Quant à la méthode choisie par le pouvoir réglementaire, celle-ci consiste à approcher la réalité des coûts acte par acte, et non de façon globale. Ce dispositif rencontrera-t-il l'approbation de l'Autorité de la concurrence, s'est interrogé Me LECUYER. "Personnellement, j'aurais mille fois préféré une approche globale, pour plusieurs raisons. (…) Aucune activité de service ne cherche à faire coller les prix à la réalité des coûts de chaque acte ou de chaque prestation.
Comme vous tous qui êtes prestataires de service, il y a des cas dans lesquels vous perdez de l'argent sur un client et vous allez en gagner sur d'autres.
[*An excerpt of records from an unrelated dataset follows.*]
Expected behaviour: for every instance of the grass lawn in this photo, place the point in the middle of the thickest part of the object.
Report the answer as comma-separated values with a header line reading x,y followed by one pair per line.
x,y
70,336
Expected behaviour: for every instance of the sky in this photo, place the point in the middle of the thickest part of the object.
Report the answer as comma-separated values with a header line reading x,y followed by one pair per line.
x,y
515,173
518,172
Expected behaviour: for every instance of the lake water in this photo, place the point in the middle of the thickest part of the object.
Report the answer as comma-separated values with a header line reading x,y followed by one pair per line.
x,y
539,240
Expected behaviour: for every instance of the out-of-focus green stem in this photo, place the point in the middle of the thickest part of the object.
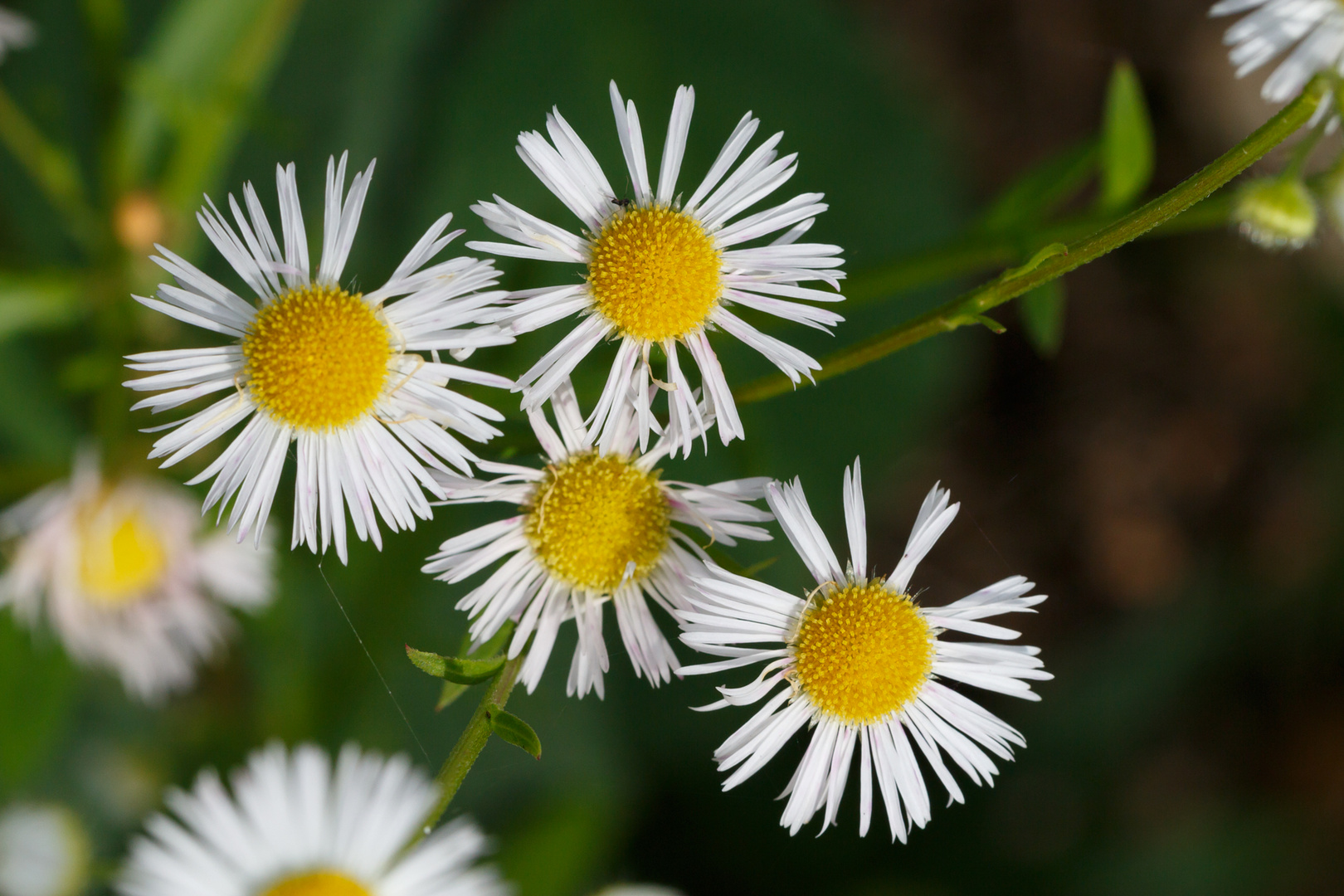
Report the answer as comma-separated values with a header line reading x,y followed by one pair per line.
x,y
474,739
977,253
971,306
51,168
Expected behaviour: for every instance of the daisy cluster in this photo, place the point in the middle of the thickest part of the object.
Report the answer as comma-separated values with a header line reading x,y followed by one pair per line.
x,y
382,399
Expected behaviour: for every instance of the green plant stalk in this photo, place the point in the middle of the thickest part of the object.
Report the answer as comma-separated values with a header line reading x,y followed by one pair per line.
x,y
969,308
474,739
52,169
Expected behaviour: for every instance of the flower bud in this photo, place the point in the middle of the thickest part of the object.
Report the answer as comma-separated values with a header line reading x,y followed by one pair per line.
x,y
1276,212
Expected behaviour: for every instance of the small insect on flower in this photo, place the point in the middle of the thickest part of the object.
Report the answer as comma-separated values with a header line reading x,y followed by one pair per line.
x,y
860,663
295,825
128,578
1313,27
597,525
335,373
660,271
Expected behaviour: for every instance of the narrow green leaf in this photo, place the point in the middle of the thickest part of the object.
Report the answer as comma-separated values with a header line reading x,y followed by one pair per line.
x,y
37,301
1042,190
1042,312
464,672
514,730
191,91
1127,144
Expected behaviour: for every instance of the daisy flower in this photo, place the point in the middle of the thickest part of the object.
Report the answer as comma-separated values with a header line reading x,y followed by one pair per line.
x,y
17,32
334,371
597,524
127,577
860,663
295,825
43,852
665,271
1313,28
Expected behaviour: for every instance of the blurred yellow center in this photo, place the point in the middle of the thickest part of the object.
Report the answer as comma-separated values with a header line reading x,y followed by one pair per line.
x,y
316,358
863,652
121,557
596,518
319,883
655,273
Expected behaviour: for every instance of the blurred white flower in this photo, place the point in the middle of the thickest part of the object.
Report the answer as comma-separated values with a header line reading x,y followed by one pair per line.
x,y
859,661
1315,28
43,850
17,32
295,825
334,371
660,270
127,577
597,527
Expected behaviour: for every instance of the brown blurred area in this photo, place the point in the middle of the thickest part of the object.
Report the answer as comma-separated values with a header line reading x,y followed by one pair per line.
x,y
1175,470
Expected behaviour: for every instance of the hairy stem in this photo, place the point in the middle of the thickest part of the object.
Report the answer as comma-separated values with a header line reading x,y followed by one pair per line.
x,y
474,739
971,306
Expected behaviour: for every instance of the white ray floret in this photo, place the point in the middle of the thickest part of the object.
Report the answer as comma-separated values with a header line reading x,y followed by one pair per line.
x,y
340,377
597,525
295,822
1311,30
17,32
128,577
665,271
863,665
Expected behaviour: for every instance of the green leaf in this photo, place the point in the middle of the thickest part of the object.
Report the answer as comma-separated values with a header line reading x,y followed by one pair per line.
x,y
1042,312
464,672
37,301
1043,188
1127,141
514,730
206,66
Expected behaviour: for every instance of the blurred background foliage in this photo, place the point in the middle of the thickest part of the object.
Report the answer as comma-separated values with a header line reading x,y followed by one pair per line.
x,y
1170,470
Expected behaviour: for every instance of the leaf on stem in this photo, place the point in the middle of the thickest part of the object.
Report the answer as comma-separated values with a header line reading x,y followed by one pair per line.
x,y
1042,312
1127,140
514,730
464,672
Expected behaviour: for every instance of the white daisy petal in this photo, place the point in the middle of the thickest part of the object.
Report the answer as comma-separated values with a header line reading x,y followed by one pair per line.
x,y
860,663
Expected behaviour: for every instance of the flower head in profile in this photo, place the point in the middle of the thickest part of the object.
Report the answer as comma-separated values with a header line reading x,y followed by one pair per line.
x,y
295,824
43,850
125,575
596,525
862,664
660,270
17,32
339,373
1312,28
Et ce qui guide votre regard, c'est la marge engendrée en moyenne que vous allez dégager", lui a répondu M. Bruno LASSERRE. A cet égard, Me Bruno CHEUVREUX, co-fondateur et associé de Cheuvreux Notaires, a tenu à mettre en garde contre cette approche, non contre la méthode globale elle-même, mais contre l'incertitude dont elle serait porteuse, anxiogène pour la profession dans l'hypothèse de changements de règles en cours de route. Pour sa part, M. Patrice GRAS, président de l'Union nationale des huissiers de justice (UNHJ), n'a pas caché son scepticisme face à une approche globale qu'il jugerait dangereuse.

A ce stade, la régulation tarifaire, acte par acte, va imposer aux professionnels la tenue d'une comptabilité analytique et la remontée d'une série de données comptables et financières. "Heureusement, le Conseil d'Etat a estimé que la construction d'une régulation tarifaire acte par acte nécessitait du temps et la construction d'une base de données très ambitieuse qui n'existe pas aujourd'hui. Il a donc autorisé le gouvernement à mettre en place à titre transitoire une régulation, avec un "price cap", justement globale et transitoire" fixé à moins 5 %", a souligné M. LASSERRE. Ainsi, le décret du 26 février 2016 et les arrêtés l'accompagnant entrainent-ils une baisse globale de 2,5 % des tarifs des notaires et huissiers de justice, et de 5 % des tarifs des greffiers de tribunaux de commerce, a détaillé Me LECUYER.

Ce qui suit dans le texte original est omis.